With the fire closure the Forest Service wasn’t able to carry out a plan to get an accurate reading on the numbers of people actually going in and out of the Blue Pool area. A new trail counter was installed about a month and a half prior to the blaze which Baker feels provides only a “brief snapshot” of visitor counts. In addition to recording the comings and goings of hikers, the counter can also distinguish between walkers and people with bicycles.

Capturing those numbers will be a part in the process of developing a management plan for the Blue Pool area. Whether or not it might resemble what’s already in place at Terwilliger Hot Springs remains to be seen.

“There’s a potential for that as we more forward,” Baker said, “There are a wide variety of management issues and techniques. Right now we really haven’t defined what that is. We will probably meet with our partners who have associated impacts with the management at Blue Pool.”

Development of a management plan will provide an opportunity for public input.

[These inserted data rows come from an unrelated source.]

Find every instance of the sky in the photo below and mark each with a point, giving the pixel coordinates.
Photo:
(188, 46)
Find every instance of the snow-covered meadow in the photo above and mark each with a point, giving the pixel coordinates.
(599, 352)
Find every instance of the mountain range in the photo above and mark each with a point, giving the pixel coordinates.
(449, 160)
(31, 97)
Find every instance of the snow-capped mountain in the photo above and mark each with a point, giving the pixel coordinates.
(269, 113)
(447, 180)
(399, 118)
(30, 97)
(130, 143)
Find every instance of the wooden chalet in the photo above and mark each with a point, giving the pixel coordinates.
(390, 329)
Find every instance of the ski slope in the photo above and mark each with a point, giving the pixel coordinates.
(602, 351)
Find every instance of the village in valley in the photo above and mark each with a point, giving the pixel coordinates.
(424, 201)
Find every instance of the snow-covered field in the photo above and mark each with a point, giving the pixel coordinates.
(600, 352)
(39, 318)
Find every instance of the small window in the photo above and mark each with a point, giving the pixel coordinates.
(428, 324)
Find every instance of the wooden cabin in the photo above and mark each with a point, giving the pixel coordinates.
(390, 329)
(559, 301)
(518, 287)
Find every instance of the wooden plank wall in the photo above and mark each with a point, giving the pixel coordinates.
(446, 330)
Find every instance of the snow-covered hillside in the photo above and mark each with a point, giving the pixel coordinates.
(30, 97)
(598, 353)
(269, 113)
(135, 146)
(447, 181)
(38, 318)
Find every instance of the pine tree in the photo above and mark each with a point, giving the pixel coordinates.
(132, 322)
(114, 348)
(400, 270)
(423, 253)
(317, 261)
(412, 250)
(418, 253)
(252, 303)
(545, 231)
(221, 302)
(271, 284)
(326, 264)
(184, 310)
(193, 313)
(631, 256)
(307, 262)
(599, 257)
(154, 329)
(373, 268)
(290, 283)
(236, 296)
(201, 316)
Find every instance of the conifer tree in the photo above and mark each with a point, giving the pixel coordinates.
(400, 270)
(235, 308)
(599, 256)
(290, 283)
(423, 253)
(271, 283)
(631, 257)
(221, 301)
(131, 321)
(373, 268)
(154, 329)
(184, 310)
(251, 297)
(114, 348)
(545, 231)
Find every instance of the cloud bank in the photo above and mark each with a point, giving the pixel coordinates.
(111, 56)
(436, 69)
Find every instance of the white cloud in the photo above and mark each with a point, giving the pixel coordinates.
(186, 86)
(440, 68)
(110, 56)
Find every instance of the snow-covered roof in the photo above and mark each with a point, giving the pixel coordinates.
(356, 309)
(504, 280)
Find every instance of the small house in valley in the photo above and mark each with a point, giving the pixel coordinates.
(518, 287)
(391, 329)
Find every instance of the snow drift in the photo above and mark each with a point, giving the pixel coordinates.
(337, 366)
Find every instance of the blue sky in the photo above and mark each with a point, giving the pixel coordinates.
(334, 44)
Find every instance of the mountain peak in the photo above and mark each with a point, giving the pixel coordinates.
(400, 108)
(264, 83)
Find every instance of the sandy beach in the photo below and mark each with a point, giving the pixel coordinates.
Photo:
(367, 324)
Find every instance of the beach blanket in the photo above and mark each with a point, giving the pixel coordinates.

Baker said he anticipates holding at least two initial meetings - one in the McKenzie River area and another in the Eugene/Springfield metro area.

“They would be not just for the local community but also for that broader community of folks that see it online and want to come see it for themselves,” the ranger said.

No dates have been firmed up yet but Baker said he’s eyeing, “This Fall, sooner than later - in October or November. We want to pull this plan together before we get into next year.”


Photos By Michael Sherman: Divers from the Lane County Sheriff’s Office Search & Rescue team spent last Friday night removing soda cans, plastic and other debris that had been thrown into the Blue Pool at Tamolitch Falls.

Second image: Some of the trash divers scooped up from the bottom of the Blue Pool.